Markets haven’t flinched in response to headlines about his marketing campaign’s many lawsuits. If something, Wall Street got here to phrases with the result of the election even earlier than CNN and different media shops projected Biden to be the winner.

Investors have largely centered on different issues, together with the make-up of the US Senate, progress within the quest to develop a coronavirus vaccine to combat the worsening pandemic and the prospects for the financial restoration.

A messy Trump-Biden transition will derail desperately needed stimulus

But some are starting to lift issues a few switch of energy.

“I think we’re making far too little of this,” CNBC anchor Jim Cramer stated Wednesday whereas expressing worries a few peaceable transition to a brand new administration.

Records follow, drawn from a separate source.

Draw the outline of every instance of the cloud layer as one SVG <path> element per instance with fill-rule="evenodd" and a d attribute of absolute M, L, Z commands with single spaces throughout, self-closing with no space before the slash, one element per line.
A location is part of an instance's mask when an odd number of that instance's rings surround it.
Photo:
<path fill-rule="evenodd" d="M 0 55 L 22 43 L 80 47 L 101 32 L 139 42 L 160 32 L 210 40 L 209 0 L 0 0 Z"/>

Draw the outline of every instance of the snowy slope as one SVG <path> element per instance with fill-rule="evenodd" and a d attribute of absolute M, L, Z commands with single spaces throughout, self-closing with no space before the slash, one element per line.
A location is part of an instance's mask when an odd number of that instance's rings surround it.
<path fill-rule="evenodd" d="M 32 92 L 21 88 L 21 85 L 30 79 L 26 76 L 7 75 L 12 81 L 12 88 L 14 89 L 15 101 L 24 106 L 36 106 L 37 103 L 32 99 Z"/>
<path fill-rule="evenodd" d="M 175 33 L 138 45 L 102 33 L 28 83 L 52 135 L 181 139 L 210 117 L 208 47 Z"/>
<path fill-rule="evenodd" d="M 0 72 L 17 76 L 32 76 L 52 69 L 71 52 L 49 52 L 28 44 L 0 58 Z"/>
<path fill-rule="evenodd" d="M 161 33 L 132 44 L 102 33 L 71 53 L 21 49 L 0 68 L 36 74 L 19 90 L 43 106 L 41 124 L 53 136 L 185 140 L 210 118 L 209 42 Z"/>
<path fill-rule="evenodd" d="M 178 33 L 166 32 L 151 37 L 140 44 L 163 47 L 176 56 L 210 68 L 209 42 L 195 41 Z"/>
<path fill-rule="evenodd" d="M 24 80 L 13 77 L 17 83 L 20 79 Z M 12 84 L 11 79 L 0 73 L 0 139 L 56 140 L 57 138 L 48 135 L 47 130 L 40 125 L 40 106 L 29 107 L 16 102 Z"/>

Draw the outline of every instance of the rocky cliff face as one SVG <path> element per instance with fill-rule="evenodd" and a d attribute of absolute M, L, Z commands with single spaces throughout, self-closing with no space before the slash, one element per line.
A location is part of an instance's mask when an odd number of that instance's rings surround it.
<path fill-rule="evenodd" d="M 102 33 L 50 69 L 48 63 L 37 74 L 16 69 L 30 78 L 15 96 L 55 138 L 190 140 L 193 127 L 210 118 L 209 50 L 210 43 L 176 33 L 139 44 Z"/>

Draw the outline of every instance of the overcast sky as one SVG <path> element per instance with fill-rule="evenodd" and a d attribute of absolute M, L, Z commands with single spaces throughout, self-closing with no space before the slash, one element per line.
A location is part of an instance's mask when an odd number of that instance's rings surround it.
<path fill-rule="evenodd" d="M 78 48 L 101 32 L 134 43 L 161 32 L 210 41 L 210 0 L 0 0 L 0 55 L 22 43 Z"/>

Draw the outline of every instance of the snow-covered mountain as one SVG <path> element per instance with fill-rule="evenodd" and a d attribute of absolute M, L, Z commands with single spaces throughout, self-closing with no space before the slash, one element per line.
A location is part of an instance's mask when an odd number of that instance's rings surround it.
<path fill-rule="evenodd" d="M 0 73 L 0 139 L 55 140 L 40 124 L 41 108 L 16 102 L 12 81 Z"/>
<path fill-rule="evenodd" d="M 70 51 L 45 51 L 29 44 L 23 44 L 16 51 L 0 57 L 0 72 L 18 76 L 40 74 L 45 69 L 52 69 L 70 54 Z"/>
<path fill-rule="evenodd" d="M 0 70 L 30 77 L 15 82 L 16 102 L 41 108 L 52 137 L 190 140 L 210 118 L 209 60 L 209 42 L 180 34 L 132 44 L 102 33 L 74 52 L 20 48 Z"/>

Liz Ann Sonders, chief funding strategist at Charles Schwab, stated that though her agency’s specialists do not see a lot of a danger of “rogue” electors, there “could certainly still be some black swan political event.”

Perhaps heeding the warnings of Cembalest, JPMorgan CEO Jamie Dimon has repeatedly urged Americans to respect the outcome of the election.
“We need a peaceful transition. We had an election. We have a new president,” Dimon said Wednesday throughout The New York Time’s digital DealBook convention. “You should support that whether you like it or not, because it’s based on a system of faith and trust.”